市場調査会社NIQのデータによると、所得や世代を問わず、PBが大手ブランドの商品と同等であると答える消費者が増えている。

マッキンゼーがまとめた昨年秋の調査では、PBを購入する理由の1位は「ブランド品と同等の品質で低価格」というもので、節約のためという回答を上回った。

今年は多くの人がかつてないほど支出に厳しくなっていると答えている。23日に発表された12月の米消費者信頼感指数は3カ月ぶりの低下と、予想外の結果となった。

小売企業にとって正念場のホリデーシーズンに、PBは消費者の呼び込みに寄与している。アマゾン・ベーシックやコストコの「カークランド」のようなPBは非常に人気が高く、消費者の来店を促し、大きな収益源となっている。

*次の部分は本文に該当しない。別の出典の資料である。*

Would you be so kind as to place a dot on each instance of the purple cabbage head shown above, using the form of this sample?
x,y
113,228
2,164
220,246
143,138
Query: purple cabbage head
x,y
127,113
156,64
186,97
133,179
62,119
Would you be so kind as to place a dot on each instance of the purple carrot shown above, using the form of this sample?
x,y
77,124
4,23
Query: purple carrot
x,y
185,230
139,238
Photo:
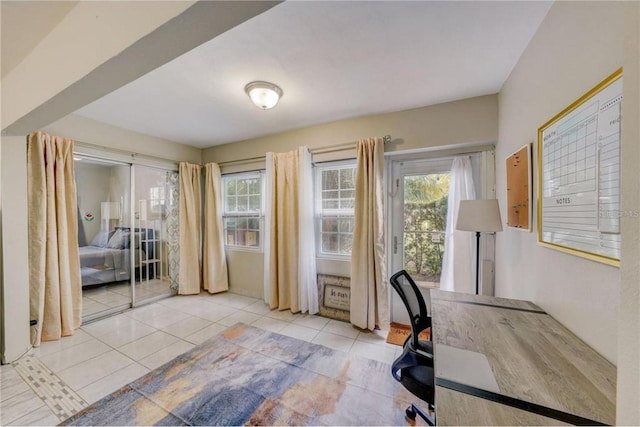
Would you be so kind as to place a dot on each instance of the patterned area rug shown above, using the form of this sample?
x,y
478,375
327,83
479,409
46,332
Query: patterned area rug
x,y
247,376
398,333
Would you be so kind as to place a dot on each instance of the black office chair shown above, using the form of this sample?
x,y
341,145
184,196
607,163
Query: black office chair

小売企業と連携して消費者の購入額に応じてキャッシュバックを行うアイボッタのブライアン・リーチ最高経営責任者(CEO)はPBについて、「高級感を出すことに成功している」と述べ、「カルト的な支持もある」と指摘した。

PB人気の高まりは、来店客数を押し上げ、小売企業にとって大きな収益源となっている

原題:Store Brand Glow Up Attracts Inflation-Wary Holiday Shoppers (1)(抜粋)

--取材協力:Jade Khatib.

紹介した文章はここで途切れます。